Dejamos de ser inseparable. Y lo peor, para mi cerebro ruin y miope, también
dejamos de ser iguales.
Deshinché el
significado de la palabra amigo. Lo embutí en una tripa en la que únicamente
cabían mis necesidades. Y ni siquiera lo hice con la debida precaución. Nada
más lejos.
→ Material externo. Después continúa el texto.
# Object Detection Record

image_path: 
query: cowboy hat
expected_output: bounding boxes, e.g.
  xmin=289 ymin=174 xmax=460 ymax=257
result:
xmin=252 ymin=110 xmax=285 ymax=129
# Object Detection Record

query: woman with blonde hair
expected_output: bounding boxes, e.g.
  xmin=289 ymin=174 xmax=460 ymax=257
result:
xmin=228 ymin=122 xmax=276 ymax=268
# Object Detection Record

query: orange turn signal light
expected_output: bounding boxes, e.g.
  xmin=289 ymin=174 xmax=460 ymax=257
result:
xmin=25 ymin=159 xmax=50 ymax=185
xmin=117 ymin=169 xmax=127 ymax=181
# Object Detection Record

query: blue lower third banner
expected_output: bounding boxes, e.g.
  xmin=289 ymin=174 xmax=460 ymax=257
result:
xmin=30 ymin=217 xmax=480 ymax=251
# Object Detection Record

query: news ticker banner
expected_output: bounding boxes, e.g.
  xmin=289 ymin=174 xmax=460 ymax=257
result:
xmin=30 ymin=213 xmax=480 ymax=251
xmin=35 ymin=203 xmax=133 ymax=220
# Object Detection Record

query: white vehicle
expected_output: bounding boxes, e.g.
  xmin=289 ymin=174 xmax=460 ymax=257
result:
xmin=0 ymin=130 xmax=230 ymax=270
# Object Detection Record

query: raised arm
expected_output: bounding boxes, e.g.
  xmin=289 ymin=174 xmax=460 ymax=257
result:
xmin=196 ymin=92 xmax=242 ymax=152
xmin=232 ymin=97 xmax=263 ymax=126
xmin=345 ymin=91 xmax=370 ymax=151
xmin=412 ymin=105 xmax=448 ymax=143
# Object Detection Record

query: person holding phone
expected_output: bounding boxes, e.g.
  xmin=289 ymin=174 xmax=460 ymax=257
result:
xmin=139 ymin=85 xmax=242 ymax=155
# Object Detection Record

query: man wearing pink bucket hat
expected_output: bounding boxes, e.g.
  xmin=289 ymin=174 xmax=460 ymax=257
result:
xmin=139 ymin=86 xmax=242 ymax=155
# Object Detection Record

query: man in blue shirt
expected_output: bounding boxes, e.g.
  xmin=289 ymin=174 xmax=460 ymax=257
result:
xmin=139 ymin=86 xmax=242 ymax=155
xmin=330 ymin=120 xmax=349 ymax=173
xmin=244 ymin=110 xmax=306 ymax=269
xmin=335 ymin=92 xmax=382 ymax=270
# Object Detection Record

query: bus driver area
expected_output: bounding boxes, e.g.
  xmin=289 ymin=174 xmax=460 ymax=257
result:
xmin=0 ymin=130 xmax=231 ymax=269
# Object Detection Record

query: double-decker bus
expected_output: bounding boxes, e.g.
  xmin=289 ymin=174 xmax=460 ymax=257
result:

Ejecuté semejante acto de egoísmo de la manera más torpe; inmerso
por entero en un síncope de imbecilidad, sólo reparé en las prestaciones más
holgazanas que ofrece un compañero, olvidándome de la más rica e importante: Su
compaña, su simple, mansa —o combativa, si la ocasión así lo requiere—, leal y
perenne compaña.
Años más tarde me
caí de una repisa. Un absurdo; trataba de alcanzar la zona más alta de un techo
abuhardillado y la escalera de mano no me lo permitía. De modo que, obviando
cualquier formulación física relacionada con la resistencia de un elemento a
distintos pesos, me serví de un estante de madera para poder colocar el
alógeno, origen de todo el asunto. Y cedió… El estante cedió…
Por causas muy
parecidas a las de mi amigo, he tenido que abandonar el equipo de fútbol en el
que antaño ambos formábamos la pareja atacante en el partido de los martes. A
Luis, el que ha sido mi nuevo contrincante al tenis desde que mi amigo dejó de
ver la pelota, no me ha hecho falta decirle nada. Ha pasado por casa en varias
ocasiones, y conociendo mi estado he creído que sobraban las palabras.
Esta mañana he
recibido un mail de mi amigo, el que se quedó medio ciego. Traía un archivo
adjunto, que ha resultado ser un manual de ajedrez, y una pregunta: ¿Blancas o
negras?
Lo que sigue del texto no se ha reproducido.